Wer nur 12 Stunden zuvor auf Binyamin Netanyahu bei den vorgezogenen Wahlen in Israel gesetzt hätte, den hätte man für verrückt erklärt. Was hat man nicht alles gegen den amtierenden Ministerpräsidenten ins Feld geschickt: er wäre vom Iran besessen und riskiere deswegen das Wohl der Nation; er hat es fertig gebracht Washington gegen sich aufzubringen und damit den bisherigen Blankoscheck vor den Vereinten Nationen zu verlieren; er habe nichts gegen die Wohnungskrise in Israel unternommen und stattdessen nur den Ausbau von illegalen Wohneinheiten in Palästina gefördert; er habe nichts gegen die immer bedrohlich wirkendere BDS-Kampagne (Boykott-/Diversifizierung-/Sanktionierung von Israel) unternommen und noch einige Punkte mehr. Ganz abgesehen davon dass keine einzige Partei in ihrem Wahlprogramm irgendetwas zu den Friedensverhandlungen mit den Palästinensern oder der moribunden Zwei-Staaten-Lösung zu sagen hatte, drängte sich doch der Eindruck auf als hätte Binyamin Netanyahu in den Augen seiner Bürgerinnen und Bürger vollkommen versagt.
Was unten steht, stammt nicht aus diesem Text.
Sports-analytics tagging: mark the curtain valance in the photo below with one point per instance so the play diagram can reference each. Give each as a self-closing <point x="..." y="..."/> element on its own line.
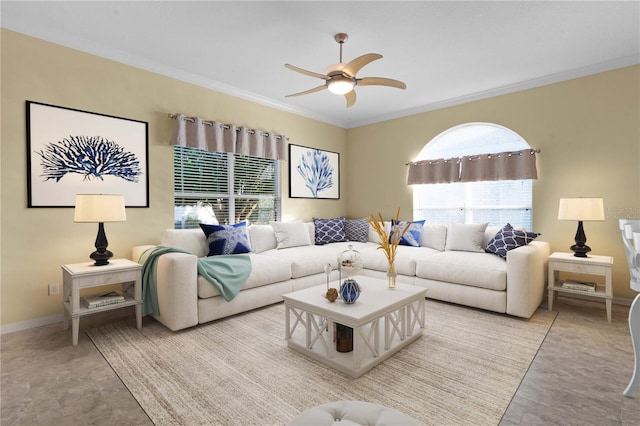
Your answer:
<point x="207" y="135"/>
<point x="474" y="168"/>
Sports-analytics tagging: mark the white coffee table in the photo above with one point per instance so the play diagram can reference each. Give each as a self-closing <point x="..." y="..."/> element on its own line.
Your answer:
<point x="397" y="315"/>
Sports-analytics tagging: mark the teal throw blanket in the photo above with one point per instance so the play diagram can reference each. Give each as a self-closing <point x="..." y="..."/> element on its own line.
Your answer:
<point x="227" y="273"/>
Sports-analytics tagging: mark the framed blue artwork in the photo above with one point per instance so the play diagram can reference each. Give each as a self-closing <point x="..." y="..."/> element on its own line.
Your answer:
<point x="313" y="173"/>
<point x="71" y="152"/>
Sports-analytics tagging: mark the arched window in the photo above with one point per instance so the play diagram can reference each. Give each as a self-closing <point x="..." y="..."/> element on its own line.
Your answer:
<point x="496" y="202"/>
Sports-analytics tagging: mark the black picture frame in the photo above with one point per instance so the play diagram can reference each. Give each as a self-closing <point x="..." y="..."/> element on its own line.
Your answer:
<point x="71" y="151"/>
<point x="313" y="173"/>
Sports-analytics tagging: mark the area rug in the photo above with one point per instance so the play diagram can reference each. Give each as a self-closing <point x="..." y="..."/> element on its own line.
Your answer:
<point x="465" y="369"/>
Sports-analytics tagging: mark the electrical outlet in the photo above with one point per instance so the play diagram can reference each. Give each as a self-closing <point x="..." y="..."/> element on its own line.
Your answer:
<point x="53" y="289"/>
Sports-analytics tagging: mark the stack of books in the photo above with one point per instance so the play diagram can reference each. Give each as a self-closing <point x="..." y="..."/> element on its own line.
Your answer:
<point x="99" y="300"/>
<point x="580" y="285"/>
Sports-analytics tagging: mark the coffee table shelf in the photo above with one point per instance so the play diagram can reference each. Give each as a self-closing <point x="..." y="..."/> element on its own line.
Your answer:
<point x="383" y="321"/>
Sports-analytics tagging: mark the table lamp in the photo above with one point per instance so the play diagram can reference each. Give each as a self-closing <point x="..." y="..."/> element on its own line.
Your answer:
<point x="581" y="209"/>
<point x="100" y="208"/>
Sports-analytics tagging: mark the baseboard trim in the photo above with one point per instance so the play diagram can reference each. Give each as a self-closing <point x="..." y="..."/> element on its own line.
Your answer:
<point x="53" y="319"/>
<point x="616" y="300"/>
<point x="25" y="325"/>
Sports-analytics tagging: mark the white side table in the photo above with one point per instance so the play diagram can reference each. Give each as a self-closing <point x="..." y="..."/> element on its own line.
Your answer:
<point x="592" y="265"/>
<point x="77" y="276"/>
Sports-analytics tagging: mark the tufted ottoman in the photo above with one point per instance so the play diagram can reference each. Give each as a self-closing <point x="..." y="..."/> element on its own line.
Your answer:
<point x="351" y="413"/>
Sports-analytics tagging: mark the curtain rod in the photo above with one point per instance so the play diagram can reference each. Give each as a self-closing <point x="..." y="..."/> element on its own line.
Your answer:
<point x="224" y="126"/>
<point x="476" y="156"/>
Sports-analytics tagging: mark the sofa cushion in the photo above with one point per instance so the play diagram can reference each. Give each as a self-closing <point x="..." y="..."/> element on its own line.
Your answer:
<point x="227" y="239"/>
<point x="373" y="235"/>
<point x="462" y="267"/>
<point x="405" y="262"/>
<point x="262" y="237"/>
<point x="357" y="230"/>
<point x="307" y="260"/>
<point x="191" y="240"/>
<point x="291" y="234"/>
<point x="434" y="236"/>
<point x="507" y="239"/>
<point x="264" y="271"/>
<point x="411" y="236"/>
<point x="329" y="230"/>
<point x="466" y="237"/>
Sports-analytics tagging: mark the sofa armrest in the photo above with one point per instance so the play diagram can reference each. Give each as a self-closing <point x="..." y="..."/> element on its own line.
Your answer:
<point x="526" y="278"/>
<point x="138" y="250"/>
<point x="177" y="286"/>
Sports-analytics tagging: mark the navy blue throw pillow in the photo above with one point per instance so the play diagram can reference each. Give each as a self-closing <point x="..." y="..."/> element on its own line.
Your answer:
<point x="227" y="239"/>
<point x="507" y="239"/>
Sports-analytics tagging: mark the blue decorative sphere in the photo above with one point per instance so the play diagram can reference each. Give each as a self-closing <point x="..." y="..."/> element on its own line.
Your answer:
<point x="350" y="291"/>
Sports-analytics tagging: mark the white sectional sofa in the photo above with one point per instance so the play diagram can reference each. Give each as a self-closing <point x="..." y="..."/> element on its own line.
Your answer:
<point x="514" y="286"/>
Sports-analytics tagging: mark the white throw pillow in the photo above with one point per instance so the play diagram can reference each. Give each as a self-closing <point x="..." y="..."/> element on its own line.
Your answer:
<point x="466" y="237"/>
<point x="434" y="236"/>
<point x="291" y="234"/>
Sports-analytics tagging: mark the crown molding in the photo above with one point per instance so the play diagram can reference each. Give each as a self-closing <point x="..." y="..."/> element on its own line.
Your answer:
<point x="504" y="90"/>
<point x="151" y="66"/>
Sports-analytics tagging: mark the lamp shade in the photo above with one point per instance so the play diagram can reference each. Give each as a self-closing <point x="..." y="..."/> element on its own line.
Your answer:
<point x="581" y="209"/>
<point x="98" y="208"/>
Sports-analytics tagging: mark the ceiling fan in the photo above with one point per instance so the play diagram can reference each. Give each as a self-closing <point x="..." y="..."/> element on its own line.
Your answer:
<point x="341" y="78"/>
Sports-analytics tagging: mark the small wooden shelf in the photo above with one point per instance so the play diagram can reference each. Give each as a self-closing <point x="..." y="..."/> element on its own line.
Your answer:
<point x="78" y="276"/>
<point x="591" y="265"/>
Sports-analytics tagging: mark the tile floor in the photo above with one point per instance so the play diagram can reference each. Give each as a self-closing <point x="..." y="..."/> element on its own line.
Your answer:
<point x="577" y="377"/>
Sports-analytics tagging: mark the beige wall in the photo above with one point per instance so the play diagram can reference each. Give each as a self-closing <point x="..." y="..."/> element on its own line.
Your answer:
<point x="588" y="130"/>
<point x="35" y="242"/>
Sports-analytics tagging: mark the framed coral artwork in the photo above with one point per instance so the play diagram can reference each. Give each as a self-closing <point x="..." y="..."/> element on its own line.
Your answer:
<point x="71" y="152"/>
<point x="313" y="173"/>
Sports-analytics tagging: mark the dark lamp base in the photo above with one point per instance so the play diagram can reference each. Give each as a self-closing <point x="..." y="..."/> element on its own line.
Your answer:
<point x="101" y="257"/>
<point x="580" y="251"/>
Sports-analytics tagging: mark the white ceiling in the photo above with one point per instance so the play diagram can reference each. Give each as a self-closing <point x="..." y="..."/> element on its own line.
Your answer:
<point x="447" y="52"/>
Und tatsächlich schienen die Umfragewerte der letzten acht Tage vor den Wahlen am 17. März 2015 genau das zu bestätigen. Netanyahu verlor in den Umfragen immer mehr an Boden zu seinem Hauptherausforderer und Oppositionsführer Isaac Herzog von der neu gegründeten Partei "Zionist Union".

Manche Kommentatoren in Israel meinte sogar, seine Entscheidung Anfang Dezember die Regierung wegen des Apartheid-Gesetzes zu stürzen wäre das krasseste Eigentor des politischen Jahrhunderts gewesen. Der Grossteil der Analysten, Kommentatoren in und ausserhalb Israels waren sich ziemlich sicher dass die Tage des Binyamin Netanyahu gezählt sind. Man konnte schon fast einen Seufzer der Erleichterung aus vielen Hauptstädten Europas, und sicherlich auch aus der Obama-Administration vernehmen.